自定义算子开发系列:AICPU Tiling下沉编程方式介绍
《自定义算子开发系列:AICPU Tiling下沉编程方式介绍》
基础知识准备
本文内容基于Ascend C算子开发衍生而来,对于算子开发还不了解的读者可以通过以下资源进行学习:
《Ascend C算子开发文档手册》
《Ascend C算子开发系列课程:入门》
《Ascend C算子开发系列课程:进阶》
《Ascend C算子开发系列课程:高级》
背景介绍
Host Bound一直是算子调用的显著性能瓶颈,造成Host Bound的核心原因就在于算子在Kernel执行前都需要计算出TilingData,而TilingData的计算通常是在Host侧完成再拷贝到Device侧的。针对这一问题我们推出了AICPU Tiling下沉编程方式,使用Device侧的AICPU计算TilingData,节省了Host侧拷贝TilingData到Device侧的步骤,降低算子执行耗时。
亮点介绍
- 通过减少Host与Device的交互,提升算子执行性能
- 通过<<<>>>调用AICPU的方式,降低了编程成本
AICPU Tiling下沉编程使用详解
一、开发流程
-
目录结构
以一个简单的abs算子的demo为例:
📁 aicpu_demo/ # demo目录 ├── 📄 main.cpp # 算子入口,分别调用AICPU和AICORE ├── 📄 abs.aicpu # 算子AICPU实现 ├── 📄 abs.asc # 算子AICORE实现 ├── 📄 kernel_args.h # 结构体定义 ├── 📄 CMakeLists.txt # cmake文件 -
编写AICPU Tiling实现逻辑
-
定义AICPU Tiling的KernelArgs入参(对应kernel_args.h文件)
当前<<<>>>方式调用AICPU函数可以通过传入一个结构体指针的方式进行调用,如下,将算子需要的用于计算Tiling的入参和输出的TilingData地址定义在一个struct中。
// kernel_args.h struct TilingInfo { uint32_t data_size_per_block; }; struct KernelArgs { uint32_t block_num; uint32_t data_size; TilingInfo *ti; // 与aicore共享的参数 }; -
AICPU Tiling的实现
将上一步定义的KernelArgs作为入参,实现AICPU Tiling的逻辑,将计算好的结果写入TilingData中。
// abs.aicpu __global__ __aicpu__ int32_t TemplateAicpuKernel(T *args) { // 计算每个核需要处理的数据量,将结果保存在tiling地址对应的device空间中 args->ti->data_size_per_block = args->data_size / args->block_num; return 0; }
-
-
编写AICORE实现逻辑
实现一个简单的abs算子示例:只使用一个核计算所有输入的abs结果,通过tiling地址来访问计算好的tiling数据。
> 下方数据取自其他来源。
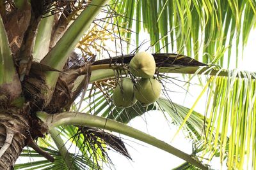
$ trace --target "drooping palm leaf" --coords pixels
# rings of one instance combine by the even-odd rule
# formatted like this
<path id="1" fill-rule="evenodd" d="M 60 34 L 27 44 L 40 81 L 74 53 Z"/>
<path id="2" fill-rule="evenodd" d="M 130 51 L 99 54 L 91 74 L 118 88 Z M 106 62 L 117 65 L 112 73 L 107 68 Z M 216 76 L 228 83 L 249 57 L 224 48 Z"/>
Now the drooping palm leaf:
<path id="1" fill-rule="evenodd" d="M 150 35 L 154 51 L 166 46 L 166 51 L 185 53 L 204 63 L 213 61 L 223 66 L 227 62 L 228 66 L 233 46 L 237 53 L 234 59 L 237 64 L 239 44 L 241 42 L 244 46 L 255 24 L 256 6 L 253 1 L 112 2 L 113 9 L 120 14 L 116 22 L 125 23 L 124 27 L 129 29 L 136 25 L 136 34 L 143 27 Z M 240 38 L 240 35 L 243 36 Z M 131 33 L 126 36 L 130 37 Z M 137 42 L 138 38 L 137 34 Z M 227 50 L 227 57 L 221 58 Z"/>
// abs.asc template<typename T> __aicore__ void hello_world_impl(GM_ADDR src_gm, GM_ADDR dst_gm, GM_ADDR tiling_addr) { __gm__ struct TilingInfo *tiling = (__gm__ struct TilingInfo *)tiling_addr; uint64_t dataSize = tiling->data_size_per_block; AscendC::printf("aicore get dataSize %d\n", dataSize); AscendC::GlobalTensor<float> inputGlobal; AscendC::GlobalTensor<float> outputGlobal; inputGlobal.SetGlobalBuffer(reinterpret_cast<__gm__ float *>(src_gm), dataSize); outputGlobal.SetGlobalBuffer(reinterpret_cast<__gm__ float *>(dst_gm), dataSize); AscendC::TPipe pipe; AscendC::TBuf<AscendC::TPosition::VECCALC> calcBuf; pipe.InitBuffer(calcBuf, dataSize * sizeof(float)); AscendC::LocalTensor<float> tempTensor1 = calcBuf.Get<float>(); AscendC::DataCopy(tempTensor1, inputGlobal, dataSize); event_t eventID1 = static_cast<event_t>(pipe.FetchEventID(AscendC::HardEvent::MTE2_V)); AscendC::SetFlag<AscendC::HardEvent::MTE2_V>(eventID1); AscendC::WaitFlag<AscendC::HardEvent::MTE2_V>(eventID1); AscendC::Abs(tempTensor1, tempTensor1, dataSize); event_t eventIdVToMte3 = static_cast<event_t>(pipe.FetchEventID(AscendC::HardEvent::V_MTE3)); AscendC::SetFlag<AscendC::HardEvent::V_MTE3>(eventIdVToMte3); AscendC::WaitFlag<AscendC::HardEvent::V_MTE3>(eventIdVToMte3); AscendC::DataCopy(outputGlobal, tempTensor1, dataSize); } -
通过两条不同的流分别调用AICPU和AICORE任务
出于性能的考虑,需要使用不同的两条流来分别执行AICPU和AICORE任务,目的是在网络场景中让AICPU和AICORE的计算能够并行;同时对于单算子内部的实现,需要使用event机制,来保证AICPU的计算结束后再执行AICORE上的任务。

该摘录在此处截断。